Walter Jon Williams isn’t a stranger to either SF or ARGs: His decades-old SF track record is distinguished, and he has been involved in creating ARGs since 2005, when he collaborated on “Last Call Poker” for market leader 42 Entertainment. In his newest novel, we get not only a gripping thriller set five minutes in the future, but a look behind the scenes of an ARG, as the puppetmasters writing the game have to deal with an alternate reality with no fourth wall.
But there’s a bit more at stake than a look at games that bring together thousands of people in a global clue-hunt: As This Is Not a Game begins, our ARG-creating protagonist Dagmar Shaw sees her holidays in Indonesia become a catastrophe as the country is shut down and riots break around her hotel. Engineering her rescue away from this mess ends up being a problem that not even a well-financed Israeli security contractor can solve: In the end, Dagnar finds greater value in tapping the game-playing community and crowd-sourcing her own safety to the diverse talents of perfect strangers scattered around the globe.
And that’s just the first act, because once she’s back stateside, Dagmar’s life soon turns into a nightmare when friends are acquaintances are murdered. It’s clear to her that this is not a game-related development, but the players of her ongoing ARG aren’t so sure. When the police admit that the investigation may tax even their capabilities, Dagmar sees another opportunity to let the group mind of her plays chew on the evidence. But as she eventually discovers, it’s hard to get away from the game once it takes over…

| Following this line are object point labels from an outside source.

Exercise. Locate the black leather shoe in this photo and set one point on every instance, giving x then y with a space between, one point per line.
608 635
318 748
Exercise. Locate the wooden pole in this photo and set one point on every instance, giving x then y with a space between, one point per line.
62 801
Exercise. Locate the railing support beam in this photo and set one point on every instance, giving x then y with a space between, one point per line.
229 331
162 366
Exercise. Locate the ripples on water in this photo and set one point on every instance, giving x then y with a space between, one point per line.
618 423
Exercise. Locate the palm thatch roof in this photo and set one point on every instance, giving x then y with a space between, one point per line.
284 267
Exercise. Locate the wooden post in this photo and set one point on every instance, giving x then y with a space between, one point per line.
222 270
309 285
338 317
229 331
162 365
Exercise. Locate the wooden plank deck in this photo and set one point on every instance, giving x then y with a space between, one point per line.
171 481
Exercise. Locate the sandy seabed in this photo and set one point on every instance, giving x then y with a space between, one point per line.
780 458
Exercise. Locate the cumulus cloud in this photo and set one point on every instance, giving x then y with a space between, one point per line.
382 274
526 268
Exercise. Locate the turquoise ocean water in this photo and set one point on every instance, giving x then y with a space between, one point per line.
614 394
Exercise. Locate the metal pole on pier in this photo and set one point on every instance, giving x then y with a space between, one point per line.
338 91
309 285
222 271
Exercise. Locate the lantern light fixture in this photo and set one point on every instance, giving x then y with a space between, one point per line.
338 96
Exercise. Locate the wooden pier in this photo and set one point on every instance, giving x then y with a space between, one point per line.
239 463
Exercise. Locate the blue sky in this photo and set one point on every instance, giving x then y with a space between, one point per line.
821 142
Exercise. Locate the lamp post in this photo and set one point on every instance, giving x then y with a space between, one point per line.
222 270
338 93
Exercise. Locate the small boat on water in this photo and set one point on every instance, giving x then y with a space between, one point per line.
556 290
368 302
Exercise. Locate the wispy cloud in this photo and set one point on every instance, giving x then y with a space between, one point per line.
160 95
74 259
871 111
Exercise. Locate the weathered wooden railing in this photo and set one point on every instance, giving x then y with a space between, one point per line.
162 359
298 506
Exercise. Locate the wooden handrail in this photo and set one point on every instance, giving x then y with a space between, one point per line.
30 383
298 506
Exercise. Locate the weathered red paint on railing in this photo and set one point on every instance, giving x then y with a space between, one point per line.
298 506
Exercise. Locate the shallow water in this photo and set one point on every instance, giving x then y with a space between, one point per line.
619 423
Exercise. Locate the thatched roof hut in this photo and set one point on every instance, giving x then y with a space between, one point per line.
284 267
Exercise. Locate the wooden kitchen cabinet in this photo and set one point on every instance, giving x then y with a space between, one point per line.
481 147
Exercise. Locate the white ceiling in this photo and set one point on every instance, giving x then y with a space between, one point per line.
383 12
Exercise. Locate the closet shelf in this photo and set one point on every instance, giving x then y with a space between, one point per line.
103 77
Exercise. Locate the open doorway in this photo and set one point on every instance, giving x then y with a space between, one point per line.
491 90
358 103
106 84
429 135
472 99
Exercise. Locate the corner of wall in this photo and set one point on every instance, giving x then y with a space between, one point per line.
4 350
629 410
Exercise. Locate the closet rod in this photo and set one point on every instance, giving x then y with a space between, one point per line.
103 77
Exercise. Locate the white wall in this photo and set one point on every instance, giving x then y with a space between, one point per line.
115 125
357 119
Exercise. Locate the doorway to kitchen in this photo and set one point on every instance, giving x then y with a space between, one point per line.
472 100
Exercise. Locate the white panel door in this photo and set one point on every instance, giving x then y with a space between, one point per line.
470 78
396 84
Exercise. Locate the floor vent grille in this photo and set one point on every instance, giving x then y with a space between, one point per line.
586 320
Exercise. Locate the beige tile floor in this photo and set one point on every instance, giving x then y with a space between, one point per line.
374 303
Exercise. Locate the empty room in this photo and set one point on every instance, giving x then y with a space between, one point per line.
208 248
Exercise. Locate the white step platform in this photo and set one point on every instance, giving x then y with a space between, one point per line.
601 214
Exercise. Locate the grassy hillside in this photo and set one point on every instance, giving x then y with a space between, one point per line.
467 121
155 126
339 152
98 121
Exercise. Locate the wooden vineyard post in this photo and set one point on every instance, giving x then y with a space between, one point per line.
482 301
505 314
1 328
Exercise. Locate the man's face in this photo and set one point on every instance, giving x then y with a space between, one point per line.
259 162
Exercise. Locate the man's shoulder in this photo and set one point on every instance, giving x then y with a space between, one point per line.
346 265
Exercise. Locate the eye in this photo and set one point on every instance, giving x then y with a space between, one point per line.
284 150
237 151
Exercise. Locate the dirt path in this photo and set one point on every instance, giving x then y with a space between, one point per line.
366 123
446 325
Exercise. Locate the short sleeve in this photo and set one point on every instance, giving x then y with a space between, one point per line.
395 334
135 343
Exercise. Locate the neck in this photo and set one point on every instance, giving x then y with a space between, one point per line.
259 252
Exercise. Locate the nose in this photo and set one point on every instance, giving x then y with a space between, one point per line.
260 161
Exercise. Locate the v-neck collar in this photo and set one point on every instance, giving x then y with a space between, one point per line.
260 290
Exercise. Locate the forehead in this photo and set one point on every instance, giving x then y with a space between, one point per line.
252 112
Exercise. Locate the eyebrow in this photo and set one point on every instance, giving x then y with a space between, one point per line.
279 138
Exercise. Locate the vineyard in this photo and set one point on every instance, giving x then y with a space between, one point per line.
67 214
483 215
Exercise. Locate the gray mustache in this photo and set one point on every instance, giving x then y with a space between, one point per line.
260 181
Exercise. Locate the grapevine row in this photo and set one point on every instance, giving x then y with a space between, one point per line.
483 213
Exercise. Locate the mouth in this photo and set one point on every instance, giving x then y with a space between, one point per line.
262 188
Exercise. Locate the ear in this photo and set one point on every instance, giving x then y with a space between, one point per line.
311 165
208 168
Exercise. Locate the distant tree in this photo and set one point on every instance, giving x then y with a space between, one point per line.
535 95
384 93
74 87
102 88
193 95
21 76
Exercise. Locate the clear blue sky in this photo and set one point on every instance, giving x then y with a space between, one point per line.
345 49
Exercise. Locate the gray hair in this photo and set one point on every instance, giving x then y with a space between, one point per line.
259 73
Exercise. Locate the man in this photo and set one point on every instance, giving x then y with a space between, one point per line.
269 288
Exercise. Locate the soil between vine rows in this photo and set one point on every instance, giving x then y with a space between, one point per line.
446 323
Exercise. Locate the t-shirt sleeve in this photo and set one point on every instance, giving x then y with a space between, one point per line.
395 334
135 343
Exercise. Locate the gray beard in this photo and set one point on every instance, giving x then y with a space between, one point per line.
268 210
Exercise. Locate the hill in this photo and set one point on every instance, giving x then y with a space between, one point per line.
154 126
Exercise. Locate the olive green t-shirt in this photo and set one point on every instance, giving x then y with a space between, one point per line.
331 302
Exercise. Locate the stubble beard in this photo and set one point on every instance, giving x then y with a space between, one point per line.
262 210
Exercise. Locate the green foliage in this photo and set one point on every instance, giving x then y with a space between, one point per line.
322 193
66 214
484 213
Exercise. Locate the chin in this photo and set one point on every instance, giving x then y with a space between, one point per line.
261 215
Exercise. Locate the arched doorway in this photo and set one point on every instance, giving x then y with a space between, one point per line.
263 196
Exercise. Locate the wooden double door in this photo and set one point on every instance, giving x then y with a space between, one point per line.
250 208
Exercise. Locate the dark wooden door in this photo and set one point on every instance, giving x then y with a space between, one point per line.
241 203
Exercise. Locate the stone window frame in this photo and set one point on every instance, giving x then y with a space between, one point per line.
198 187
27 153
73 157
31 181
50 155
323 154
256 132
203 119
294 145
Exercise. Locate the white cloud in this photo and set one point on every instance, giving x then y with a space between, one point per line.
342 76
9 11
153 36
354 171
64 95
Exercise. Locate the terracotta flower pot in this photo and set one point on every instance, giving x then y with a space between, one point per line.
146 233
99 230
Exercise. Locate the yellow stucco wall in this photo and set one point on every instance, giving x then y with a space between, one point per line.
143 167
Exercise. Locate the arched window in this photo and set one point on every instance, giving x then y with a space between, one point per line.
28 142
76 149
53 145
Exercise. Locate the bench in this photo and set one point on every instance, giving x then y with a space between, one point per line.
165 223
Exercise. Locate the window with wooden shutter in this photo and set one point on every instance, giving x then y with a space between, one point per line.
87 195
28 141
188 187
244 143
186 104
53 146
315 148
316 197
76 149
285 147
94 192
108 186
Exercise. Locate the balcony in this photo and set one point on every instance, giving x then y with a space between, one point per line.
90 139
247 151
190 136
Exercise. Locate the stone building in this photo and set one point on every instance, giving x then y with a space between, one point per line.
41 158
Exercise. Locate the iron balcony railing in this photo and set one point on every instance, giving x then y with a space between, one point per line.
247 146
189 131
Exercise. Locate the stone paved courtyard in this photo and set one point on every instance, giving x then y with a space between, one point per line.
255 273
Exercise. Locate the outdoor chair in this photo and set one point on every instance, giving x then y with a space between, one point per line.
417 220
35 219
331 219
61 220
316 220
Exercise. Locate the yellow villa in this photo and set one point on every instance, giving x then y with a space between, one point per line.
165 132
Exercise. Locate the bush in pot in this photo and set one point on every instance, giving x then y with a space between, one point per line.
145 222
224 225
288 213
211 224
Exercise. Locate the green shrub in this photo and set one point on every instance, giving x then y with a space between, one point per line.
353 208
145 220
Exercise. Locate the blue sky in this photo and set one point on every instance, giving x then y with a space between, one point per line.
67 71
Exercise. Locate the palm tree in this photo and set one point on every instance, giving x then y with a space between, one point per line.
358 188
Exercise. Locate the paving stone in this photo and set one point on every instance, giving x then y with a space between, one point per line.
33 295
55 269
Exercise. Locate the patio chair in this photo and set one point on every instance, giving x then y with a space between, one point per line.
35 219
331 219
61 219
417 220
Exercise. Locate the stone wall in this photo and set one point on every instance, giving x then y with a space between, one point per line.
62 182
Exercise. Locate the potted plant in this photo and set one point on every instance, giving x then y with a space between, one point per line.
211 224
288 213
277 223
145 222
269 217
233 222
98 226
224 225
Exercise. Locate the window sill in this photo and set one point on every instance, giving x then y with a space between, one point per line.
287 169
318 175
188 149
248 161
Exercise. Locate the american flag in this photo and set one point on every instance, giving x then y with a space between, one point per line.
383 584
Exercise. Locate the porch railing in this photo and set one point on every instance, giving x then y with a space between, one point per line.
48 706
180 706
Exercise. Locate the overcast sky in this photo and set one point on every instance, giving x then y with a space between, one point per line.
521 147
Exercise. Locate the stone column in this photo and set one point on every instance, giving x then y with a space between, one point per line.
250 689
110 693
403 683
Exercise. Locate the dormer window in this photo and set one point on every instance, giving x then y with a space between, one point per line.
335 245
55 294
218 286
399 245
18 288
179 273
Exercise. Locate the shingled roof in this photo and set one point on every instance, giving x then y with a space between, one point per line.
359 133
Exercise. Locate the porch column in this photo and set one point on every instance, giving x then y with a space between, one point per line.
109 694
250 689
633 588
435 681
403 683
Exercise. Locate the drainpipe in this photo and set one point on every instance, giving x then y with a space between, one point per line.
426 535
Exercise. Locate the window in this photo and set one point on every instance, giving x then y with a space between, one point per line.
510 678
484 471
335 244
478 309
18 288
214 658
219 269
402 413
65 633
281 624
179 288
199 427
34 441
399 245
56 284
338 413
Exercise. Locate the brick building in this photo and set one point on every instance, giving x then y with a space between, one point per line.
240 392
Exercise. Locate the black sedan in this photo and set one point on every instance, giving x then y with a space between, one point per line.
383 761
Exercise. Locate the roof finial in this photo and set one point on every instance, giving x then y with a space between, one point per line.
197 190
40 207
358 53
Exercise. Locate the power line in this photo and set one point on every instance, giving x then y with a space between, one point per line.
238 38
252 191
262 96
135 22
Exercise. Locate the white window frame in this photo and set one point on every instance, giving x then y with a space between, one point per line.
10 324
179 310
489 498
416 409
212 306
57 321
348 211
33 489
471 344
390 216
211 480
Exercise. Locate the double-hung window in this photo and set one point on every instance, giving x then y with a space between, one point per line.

Williams has often challenged genre boundaries, and this latest book marks a return to high-end thrillers just a step away from near-future SF. This is Not a Game inhabits the same ultra-contemporary territory as William Gibson’s Spook Country, albeit with a far more visible plot. Given this, it’s unfortunate but forgivable that it’s that plot that ends up being the novel’s weakest link: While the look at the inner workings of ARGs is fascinating and the thriller makes good use of the mirrored halls offered by games that voluntarily don’t take place in an identifiable sandbox, Williams isn’t as successful at creating a sustained sense of suspense: There aren’t enough characters to pose a serious mystery, and the last stretch of the novel is annoyingly linear in how Dagmar turns the tables on the guilty party. A lot of loose ends remain, but the promise of a sequel (which you wouldn’t guess from the jacket copy) may end up making use of a bunch of those. There are also a few technical bugs for nit-pickers. (Regarding P.336: HTML is not case-sensitive; XHTML is supposed to be. Web servers very well have to be.)
Not that it matters all that much: This is Not a Game is a more-than-honorary member of the SF genre partly because it’s a novel of demonstration. It has a few great ideas and runs us through them. The opening sequence in Indonesia can’t be equalled, but the rest of the novel remains an intriguing thought experiment, a thriller played with Science Fiction set-pieces that would have boggled minds even a decade ago. There’s even some meta-commentary on the SF writers’ community and a few nods in store for SF fans with sharp eyes. The prose is a pleasure to read, and the flavour of the novel is definitely of the times: This is Not a Game couldn’t have been written as such five years from now, and will probably date faster than most SF novels published in 2009. In the meantime, though, it’s a welcome demonstration of Williams’ skills, a solid follow-up to his previous Implied Spaces and a novel that, given his background, only he could have written.